Sueños y despedidas
Ese lunes, antes de salir al trabajo, envié un mensaje a
Ástrid a la mañana, para desearle que tuviera un buen día. Pasó toda la jornada
laboral, y no obtuve respuesta alguna. De hecho, me aparecía que ella había
visto lo que le escribí pero, aparentemente, mis palabras no ameritaban que
ella me contestase.
Ante este panorama, me pregunté si todavía tenía alguna chance
de encontrarme con ella el miércoles, y si la última vez que nos vimos fue
realmente tan especial como yo creí. Quizás el beso que nos dimos en la parada
del colectivo no representó nada para ella. Tal vez los besos en sí mismos no
signifiquen nada importante en su consideración.
¿Pero cómo comprobar eso? Ya pasó más de un día desde entonces, y yo todavía puedo sentir su cintura en mis manos, su lengua
moviéndose suavemente dentro de mi boca, y la fuerza de mis latidos rebotando
en mi pecho. No sólo siento todo esto, sino que lo quiero repetir.
También recuerdo su sonrisa luego de besarnos. Sin embargo, no
puedo decir si fue una sonrisa de felicidad, porque su mirada no expresaba
nada. Nada en absoluto. Ástrid tiene una fuerza implacable en sus ojos, pero en
ese preciso momento no transmitió ningún mensaje con ellos. Empiezo a creer que entendí todo mal.
La tensión recala en mi cuerpo al darme cuenta de esto.
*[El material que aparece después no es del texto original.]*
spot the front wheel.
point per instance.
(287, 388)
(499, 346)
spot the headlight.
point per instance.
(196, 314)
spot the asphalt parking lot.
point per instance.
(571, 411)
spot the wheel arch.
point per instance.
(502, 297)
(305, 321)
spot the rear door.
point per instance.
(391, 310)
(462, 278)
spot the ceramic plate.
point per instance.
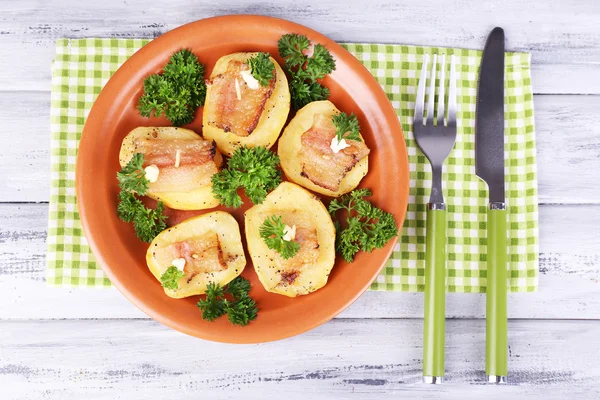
(122, 255)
Antes
de este acercamiento, ella era para mí una persona inalcanzable, pero ahora la
siento mucho más cerca, y temo no saber controlarlo.
Me doy cuenta además que, a pesar de todo esto que pasó, sigo
sabiendo muy poco de ella, y que esto conspira completamente en mi contra. La
ignorancia es muy peligrosa cuando uno se adentra sin guía en terrenos
novedosos, y Ástrid es algo completamente nuevo para mí.
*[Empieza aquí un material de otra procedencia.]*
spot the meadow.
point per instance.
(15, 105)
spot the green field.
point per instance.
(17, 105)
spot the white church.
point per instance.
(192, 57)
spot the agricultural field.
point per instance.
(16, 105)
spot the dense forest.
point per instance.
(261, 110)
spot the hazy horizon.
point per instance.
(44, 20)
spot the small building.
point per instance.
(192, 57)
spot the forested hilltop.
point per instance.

Finalmente, las horas pasaron y terminó mi horario en la oficina.
Luego de asentarme en mi casa, miré la hora para ver si Ástrid había salido del trabajo y,
como no me había escrito en todo el día, la llamé, decidido. Extrañamente,
atendió al primer intento:
-Hola -saludó.
-Hola Ástrid.
-¿Qué pasa?
-¿Cuál fue el peor momento de tu vida? -pregunté, sin hacer
introducción alguna.
-No sé cuál fue el peor. Pero todavía no puedo sacarme de la
cabeza cuando atropellaron a mi amigo -respondió, casi sin dilación.
-No sabía que lo habías visto morir…
-Sí, lo vi. El colectivo lo destrozó. Lloré a los gritos mucho
tiempo.
-¿Lo extrañás?
-¿Qué importa? Está muerto.
-Era tu amigo…
-Pero está muerto. Ya no existe. Lo quise muchísimo en vida, y
lo recuerdo con amor, pero no puedo extrañarlo, porque tengo muy presente el instante de su muerte. Yo vi cómo se estrelló contra el colectivo, y después la
avenida se llenó de sangre. Es difícil no asimilar un evento tan violento.
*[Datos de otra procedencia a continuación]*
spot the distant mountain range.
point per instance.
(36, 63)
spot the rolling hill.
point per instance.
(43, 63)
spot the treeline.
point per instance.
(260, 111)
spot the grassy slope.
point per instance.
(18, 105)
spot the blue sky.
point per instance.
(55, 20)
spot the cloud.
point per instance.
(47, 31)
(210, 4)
-¿Alguna vez pensaste en tu muerte?
-Pensé en morirme. Muchas veces, pero nunca quise matarme. Le
temo a la muerte, le temo de verdad.
-¿Por qué?
-¿Alguna vez te pusiste a pensar en la muerte?
-Sí.
-Pero digo, seriamente, ¿pensaste con detalle qué es la muerte
y cómo se percibe?
-Sí, creo que al morir tiene que haber algo más -dije.
-¿Y si no lo hay?
-Tengo fe en que tiene que haber algo más, no puede
simplemente terminar de golpe todo.
-La fe no puede torcer la realidad.
-¿Y cuál es la realidad? -pregunté.
-Nadie la conoce. Físicamente es el fin de nuestra existencia,
¿pero cómo saber si nuestra mente persiste en este tiempo y espacio, a pesar de
no tener un cuerpo donde residir? No podemos responder eso con un “yo creo que
debe haber algo más”, pero tampoco podemos negarlo.
-¿Qué es la mente, Ástrid?
-El arma más poderosa que tenemos como seres humanos. La mente
crea universos enteros.
-¿Cómo es eso?
-¿Nunca soñaste?
-Sí, mil veces -aseguré.
-¿Y nunca experimentaste sensaciones durante el sueño?
-¿A qué te referís?
-¿Nunca te despertaste creyendo que tu sueño fue real?
-Por supuesto, ¿no es lo que nos provocan los sueños?
-Exactamente. La mente es tan poderosa que puede crear un
mundo paralelo, donde experimentamos vivencias al mismo nivel que si
estuviéramos despiertos. Aun así, nadie considera las experiencias oníricas
como reales; al contrario, se las desestiman en ese aspecto, y las terminan encuadrando
como reflejos de nuestros miedos y anhelos. Por ejemplo, hay sueños que recordamos
para toda la vida pero, incluso aunque hayan tenido un fuerte impacto en nuestra
memoria, no cuentan como experiencias vividas en el plano real.
-¿Vos creés que deberían ser consideradas como reales?
-indagué, interesado por lo que decía.
-Si nuestras sensaciones durante los sueños son reales, ¿no
sería razonable juzgar la experiencia como real?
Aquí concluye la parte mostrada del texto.